Why Would Anyone Want to Read This Zine?

Why Would Anyone Want to Read This Zine?


There is, out there in the reading public, a plentitude of Proust nuts. Those happily afflicted ones might buy this just because it says "Proust" on the cover, and because the name would lead them to suspect the contents of being intellectually agreeable. But for every Proustitute there are a thousand other fans of serious literature who shrug him off as unreadable, long-winded or intimidating, a prissy purveyor of purple prose, the butt of literary jokes. In some ways, this publication is targeted towards this latter group, the ones who haven't yet made it past page ten, or haven't even tried.

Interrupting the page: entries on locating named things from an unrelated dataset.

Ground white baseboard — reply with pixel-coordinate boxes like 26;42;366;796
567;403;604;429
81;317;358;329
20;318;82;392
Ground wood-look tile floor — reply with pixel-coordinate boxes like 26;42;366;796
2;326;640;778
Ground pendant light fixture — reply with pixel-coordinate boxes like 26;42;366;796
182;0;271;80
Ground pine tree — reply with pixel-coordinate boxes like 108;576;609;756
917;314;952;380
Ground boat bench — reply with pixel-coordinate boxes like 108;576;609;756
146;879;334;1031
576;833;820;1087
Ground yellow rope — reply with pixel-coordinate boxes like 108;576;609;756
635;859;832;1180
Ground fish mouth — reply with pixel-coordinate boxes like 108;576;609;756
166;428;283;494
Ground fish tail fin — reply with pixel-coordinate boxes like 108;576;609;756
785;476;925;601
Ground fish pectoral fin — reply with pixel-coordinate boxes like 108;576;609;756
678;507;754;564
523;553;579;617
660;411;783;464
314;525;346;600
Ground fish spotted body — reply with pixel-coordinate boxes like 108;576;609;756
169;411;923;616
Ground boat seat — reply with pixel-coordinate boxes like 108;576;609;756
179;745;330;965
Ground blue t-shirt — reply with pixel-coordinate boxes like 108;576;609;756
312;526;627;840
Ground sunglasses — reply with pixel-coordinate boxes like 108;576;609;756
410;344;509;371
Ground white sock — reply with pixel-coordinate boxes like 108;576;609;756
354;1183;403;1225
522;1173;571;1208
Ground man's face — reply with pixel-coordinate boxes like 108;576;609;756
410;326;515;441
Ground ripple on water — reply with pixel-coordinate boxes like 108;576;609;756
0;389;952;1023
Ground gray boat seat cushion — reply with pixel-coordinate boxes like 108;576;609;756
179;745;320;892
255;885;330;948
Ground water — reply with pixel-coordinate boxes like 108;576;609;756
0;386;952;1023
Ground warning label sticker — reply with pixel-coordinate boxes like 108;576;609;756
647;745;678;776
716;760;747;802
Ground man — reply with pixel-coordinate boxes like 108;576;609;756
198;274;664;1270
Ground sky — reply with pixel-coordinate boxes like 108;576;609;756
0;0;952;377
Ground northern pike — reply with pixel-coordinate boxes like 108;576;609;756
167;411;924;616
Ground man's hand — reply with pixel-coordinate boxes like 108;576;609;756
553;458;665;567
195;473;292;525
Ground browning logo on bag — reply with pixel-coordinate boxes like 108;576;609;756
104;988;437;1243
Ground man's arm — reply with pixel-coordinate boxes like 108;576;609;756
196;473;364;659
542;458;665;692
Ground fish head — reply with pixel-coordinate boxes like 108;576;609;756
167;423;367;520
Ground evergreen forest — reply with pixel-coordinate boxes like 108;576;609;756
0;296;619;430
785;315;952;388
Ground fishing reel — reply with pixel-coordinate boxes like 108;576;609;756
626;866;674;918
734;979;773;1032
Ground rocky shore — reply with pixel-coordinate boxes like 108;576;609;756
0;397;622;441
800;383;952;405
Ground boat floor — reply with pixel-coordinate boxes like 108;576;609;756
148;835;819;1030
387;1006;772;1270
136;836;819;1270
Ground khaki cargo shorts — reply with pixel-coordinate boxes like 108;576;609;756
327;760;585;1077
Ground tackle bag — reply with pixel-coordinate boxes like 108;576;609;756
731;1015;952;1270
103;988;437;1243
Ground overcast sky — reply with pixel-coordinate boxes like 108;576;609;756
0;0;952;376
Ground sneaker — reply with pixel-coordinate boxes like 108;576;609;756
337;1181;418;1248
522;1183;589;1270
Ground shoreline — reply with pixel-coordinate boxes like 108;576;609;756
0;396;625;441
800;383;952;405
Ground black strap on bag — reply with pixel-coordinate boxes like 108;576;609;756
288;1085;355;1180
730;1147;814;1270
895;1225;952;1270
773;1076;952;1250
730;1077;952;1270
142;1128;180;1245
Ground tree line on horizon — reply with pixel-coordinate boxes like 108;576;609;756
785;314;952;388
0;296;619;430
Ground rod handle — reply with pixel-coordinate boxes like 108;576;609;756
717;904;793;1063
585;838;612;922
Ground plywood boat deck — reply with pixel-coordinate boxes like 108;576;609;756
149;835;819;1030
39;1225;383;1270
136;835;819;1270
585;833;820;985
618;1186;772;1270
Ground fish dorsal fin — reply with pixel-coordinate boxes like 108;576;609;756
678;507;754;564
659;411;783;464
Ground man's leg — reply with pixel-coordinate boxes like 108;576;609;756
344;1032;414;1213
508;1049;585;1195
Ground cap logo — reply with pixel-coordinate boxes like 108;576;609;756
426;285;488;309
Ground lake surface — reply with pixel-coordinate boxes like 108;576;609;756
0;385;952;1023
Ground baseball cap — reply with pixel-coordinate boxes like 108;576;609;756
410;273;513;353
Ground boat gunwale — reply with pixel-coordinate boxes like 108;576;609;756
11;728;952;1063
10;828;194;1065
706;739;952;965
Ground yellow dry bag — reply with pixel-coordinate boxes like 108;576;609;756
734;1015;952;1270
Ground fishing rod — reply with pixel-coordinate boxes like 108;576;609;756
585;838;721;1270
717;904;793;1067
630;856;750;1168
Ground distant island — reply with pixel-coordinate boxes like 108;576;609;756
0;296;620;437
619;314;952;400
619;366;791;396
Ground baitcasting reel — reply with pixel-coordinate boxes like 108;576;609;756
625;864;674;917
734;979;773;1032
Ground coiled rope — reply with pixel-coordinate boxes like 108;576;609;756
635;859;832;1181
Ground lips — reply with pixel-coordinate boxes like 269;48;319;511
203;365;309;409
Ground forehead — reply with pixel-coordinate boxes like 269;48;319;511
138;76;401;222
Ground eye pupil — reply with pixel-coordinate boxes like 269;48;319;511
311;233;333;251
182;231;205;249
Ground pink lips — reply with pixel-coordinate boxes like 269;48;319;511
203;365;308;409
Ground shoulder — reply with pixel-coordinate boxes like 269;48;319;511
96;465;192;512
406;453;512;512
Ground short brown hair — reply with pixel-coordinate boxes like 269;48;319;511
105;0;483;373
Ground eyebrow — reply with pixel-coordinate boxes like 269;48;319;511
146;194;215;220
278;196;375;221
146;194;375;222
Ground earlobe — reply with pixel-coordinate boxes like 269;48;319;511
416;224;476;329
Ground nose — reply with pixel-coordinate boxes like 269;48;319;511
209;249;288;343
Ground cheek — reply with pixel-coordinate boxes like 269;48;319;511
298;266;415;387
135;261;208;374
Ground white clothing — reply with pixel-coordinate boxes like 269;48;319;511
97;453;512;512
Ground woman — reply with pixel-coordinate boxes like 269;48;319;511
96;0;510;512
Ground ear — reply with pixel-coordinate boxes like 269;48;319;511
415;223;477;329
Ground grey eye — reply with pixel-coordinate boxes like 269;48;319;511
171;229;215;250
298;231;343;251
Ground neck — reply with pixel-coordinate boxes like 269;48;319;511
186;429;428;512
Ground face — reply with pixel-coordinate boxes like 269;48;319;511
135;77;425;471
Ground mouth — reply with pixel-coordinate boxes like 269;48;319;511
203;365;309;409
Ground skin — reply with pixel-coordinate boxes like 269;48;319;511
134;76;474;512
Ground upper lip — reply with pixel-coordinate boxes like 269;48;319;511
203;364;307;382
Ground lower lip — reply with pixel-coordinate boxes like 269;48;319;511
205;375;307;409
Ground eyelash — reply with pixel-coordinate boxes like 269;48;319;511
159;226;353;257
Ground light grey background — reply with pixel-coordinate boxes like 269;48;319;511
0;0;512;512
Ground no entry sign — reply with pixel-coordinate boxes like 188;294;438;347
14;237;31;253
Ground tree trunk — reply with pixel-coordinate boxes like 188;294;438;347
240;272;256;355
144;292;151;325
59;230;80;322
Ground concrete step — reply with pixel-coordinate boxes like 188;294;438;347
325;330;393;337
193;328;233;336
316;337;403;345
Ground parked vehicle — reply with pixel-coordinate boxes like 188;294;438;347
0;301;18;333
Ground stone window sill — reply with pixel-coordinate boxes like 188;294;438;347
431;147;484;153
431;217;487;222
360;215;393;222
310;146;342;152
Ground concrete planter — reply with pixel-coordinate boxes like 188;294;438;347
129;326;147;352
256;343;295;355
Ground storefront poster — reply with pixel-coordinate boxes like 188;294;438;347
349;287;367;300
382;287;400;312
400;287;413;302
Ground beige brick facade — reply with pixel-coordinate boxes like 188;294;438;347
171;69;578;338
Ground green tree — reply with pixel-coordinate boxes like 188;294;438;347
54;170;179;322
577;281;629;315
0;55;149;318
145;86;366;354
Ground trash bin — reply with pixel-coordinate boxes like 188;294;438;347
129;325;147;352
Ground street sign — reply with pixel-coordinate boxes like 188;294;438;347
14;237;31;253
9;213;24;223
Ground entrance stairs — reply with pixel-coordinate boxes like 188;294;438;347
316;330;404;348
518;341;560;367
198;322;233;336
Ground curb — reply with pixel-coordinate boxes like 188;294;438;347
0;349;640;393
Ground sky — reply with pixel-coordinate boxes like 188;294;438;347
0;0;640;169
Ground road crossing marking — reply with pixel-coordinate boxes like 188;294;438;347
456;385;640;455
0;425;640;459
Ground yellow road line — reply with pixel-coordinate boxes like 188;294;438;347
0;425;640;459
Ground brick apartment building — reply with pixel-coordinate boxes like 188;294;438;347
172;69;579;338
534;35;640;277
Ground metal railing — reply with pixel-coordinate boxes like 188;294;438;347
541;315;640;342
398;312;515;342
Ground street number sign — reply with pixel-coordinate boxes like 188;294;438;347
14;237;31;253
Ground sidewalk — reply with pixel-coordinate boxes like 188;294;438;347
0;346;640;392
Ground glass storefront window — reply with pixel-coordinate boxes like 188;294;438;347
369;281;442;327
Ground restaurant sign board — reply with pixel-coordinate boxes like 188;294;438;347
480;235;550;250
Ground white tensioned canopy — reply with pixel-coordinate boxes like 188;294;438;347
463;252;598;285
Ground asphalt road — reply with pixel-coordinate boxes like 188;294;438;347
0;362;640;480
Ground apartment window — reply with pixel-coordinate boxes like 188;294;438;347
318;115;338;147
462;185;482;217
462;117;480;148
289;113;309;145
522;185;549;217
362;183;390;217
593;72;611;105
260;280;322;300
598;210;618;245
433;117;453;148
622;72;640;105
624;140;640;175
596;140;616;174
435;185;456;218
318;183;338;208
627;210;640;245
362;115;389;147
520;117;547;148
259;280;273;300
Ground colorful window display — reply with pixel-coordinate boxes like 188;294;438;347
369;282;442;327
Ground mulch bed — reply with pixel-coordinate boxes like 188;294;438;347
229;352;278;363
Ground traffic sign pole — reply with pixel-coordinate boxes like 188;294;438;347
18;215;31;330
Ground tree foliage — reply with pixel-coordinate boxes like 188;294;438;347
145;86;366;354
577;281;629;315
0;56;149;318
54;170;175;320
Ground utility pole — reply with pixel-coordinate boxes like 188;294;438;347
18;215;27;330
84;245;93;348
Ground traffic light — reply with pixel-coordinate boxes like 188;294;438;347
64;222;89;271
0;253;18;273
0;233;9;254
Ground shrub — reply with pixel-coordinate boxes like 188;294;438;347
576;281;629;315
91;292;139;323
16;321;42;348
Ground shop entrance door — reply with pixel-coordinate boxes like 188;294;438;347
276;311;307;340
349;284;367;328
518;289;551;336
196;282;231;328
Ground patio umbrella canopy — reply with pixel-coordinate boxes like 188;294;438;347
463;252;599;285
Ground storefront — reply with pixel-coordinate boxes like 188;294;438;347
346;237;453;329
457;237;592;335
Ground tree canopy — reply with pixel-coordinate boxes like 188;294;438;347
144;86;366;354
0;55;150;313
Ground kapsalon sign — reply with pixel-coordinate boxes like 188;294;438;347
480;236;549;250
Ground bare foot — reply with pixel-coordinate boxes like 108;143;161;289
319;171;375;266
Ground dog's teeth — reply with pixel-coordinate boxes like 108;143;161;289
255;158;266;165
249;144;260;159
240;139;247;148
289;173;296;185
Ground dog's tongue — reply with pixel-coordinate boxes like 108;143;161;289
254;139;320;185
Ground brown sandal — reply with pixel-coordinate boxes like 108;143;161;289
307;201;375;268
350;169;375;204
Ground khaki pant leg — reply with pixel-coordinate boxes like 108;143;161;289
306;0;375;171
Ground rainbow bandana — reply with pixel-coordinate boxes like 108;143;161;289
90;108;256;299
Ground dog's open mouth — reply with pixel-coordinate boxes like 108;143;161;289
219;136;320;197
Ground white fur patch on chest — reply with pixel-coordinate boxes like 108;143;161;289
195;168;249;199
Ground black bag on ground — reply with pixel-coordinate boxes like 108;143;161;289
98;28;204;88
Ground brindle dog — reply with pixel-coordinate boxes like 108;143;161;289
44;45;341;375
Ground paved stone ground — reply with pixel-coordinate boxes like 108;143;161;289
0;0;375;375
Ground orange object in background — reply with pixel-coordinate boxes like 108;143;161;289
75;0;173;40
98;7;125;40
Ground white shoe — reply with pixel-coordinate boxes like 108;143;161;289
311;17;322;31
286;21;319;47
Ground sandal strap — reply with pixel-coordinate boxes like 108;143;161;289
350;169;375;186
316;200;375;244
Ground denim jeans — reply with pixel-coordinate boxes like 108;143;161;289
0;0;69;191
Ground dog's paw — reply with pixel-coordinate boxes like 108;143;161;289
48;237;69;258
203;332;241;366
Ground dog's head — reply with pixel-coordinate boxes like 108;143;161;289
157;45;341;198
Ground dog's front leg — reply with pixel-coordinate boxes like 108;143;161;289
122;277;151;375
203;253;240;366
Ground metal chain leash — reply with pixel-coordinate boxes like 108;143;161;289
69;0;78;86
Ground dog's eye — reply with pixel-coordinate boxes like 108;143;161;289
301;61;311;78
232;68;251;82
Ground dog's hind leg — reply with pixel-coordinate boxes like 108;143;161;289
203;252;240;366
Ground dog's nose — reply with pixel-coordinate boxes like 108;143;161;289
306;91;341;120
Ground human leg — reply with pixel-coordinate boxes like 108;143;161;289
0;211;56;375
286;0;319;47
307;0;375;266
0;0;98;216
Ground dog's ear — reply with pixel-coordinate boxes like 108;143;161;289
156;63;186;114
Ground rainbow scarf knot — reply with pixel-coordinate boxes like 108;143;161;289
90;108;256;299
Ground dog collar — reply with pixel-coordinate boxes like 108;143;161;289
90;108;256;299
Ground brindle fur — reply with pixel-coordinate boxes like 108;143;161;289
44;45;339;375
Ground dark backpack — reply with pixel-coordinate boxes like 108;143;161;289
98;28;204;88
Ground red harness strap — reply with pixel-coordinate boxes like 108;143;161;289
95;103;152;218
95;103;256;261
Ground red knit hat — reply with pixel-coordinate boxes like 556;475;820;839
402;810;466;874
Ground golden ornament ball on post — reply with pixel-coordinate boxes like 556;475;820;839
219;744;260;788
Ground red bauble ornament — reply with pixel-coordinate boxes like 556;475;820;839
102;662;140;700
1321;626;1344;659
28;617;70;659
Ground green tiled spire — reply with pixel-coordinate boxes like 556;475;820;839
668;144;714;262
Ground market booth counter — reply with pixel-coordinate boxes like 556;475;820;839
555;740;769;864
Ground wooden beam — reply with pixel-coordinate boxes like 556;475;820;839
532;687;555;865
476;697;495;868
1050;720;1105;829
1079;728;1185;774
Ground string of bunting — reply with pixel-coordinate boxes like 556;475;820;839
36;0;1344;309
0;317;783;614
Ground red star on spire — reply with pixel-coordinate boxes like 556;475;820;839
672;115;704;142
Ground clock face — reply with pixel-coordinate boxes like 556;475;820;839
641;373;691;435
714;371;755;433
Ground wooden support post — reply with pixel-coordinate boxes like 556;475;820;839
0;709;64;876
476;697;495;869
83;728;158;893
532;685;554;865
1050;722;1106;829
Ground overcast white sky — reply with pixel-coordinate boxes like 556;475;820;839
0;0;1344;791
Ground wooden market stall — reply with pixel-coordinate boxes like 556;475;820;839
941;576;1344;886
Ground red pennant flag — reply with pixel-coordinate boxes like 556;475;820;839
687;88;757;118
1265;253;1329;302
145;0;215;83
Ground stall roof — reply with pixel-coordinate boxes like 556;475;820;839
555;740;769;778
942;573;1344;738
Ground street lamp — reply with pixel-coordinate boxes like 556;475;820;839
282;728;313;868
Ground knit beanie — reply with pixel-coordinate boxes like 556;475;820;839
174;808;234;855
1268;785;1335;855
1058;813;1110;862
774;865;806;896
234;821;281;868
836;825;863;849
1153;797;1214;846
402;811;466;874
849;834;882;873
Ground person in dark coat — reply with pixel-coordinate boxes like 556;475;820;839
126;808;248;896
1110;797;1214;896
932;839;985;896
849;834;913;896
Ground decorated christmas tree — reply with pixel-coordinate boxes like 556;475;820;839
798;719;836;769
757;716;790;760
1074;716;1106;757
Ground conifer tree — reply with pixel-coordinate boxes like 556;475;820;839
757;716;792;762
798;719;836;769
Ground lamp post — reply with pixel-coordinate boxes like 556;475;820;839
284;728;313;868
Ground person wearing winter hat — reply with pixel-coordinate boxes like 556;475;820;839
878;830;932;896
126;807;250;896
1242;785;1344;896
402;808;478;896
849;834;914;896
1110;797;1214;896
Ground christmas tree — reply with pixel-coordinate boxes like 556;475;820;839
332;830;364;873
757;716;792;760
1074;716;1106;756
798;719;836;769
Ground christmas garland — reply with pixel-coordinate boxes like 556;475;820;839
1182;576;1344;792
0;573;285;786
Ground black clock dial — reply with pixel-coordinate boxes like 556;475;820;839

Proust is an author for humanists, individuals who have sprung beyond the half-perspectives of feminism and male chauvinism, the ones who recognize that all humans are in this cultural cuinsinart together. Getting past the romanticized glorifications of the Goddess and Iron John and the separatist politics of sexual persuasion, the humanist wants to know what men and women are really like, so we can realistically evolve some solutions. Proust microscopically dissescts human interaction, emotion and habitual behavior, calling members of both sexes on their flaws, fears, pecadillos and bugaboos. No one escapes scrutiny; we are all equally exposed.

How many times, in the last few years, have I heard someone utter some truth about human nature, and found myself saying in agreement, "Proust said that!" Many of the converts to Proust gave up their resistance to reading him after they realized how much their viewpoints coincided; I am hoping that this publication will convince a few more of the uninitiated to give it a go, while reviving the remembrance, among initiates, of things read.

Proust may be a serious writer, but his black humor, deep and subtle, keeps us laughing at the agonies of love; if we can only transfer this amusement to our own lives, they bode far better. As the trend of the modern world continues away from marriage-for-life and towards serial monogamy, Proust's words about the succession of loves suddenly make sense to a great many people. It is not surprising to learn that there are huge Proust revivals going on in France, Germany and Russsia (and here in San Francisco); Proust's witty evisceration of humanity speaks with relentless, if occasionally unsavory, directness about how things really are in the world of human emotion, and we have arrived at the time when we'd better figure that out, or else.

But now it's not necessary to read through all those volumes in order to glean the most stirring and insightful gems of Proust, although we heartily reccommend it. The option is to read this zine instead.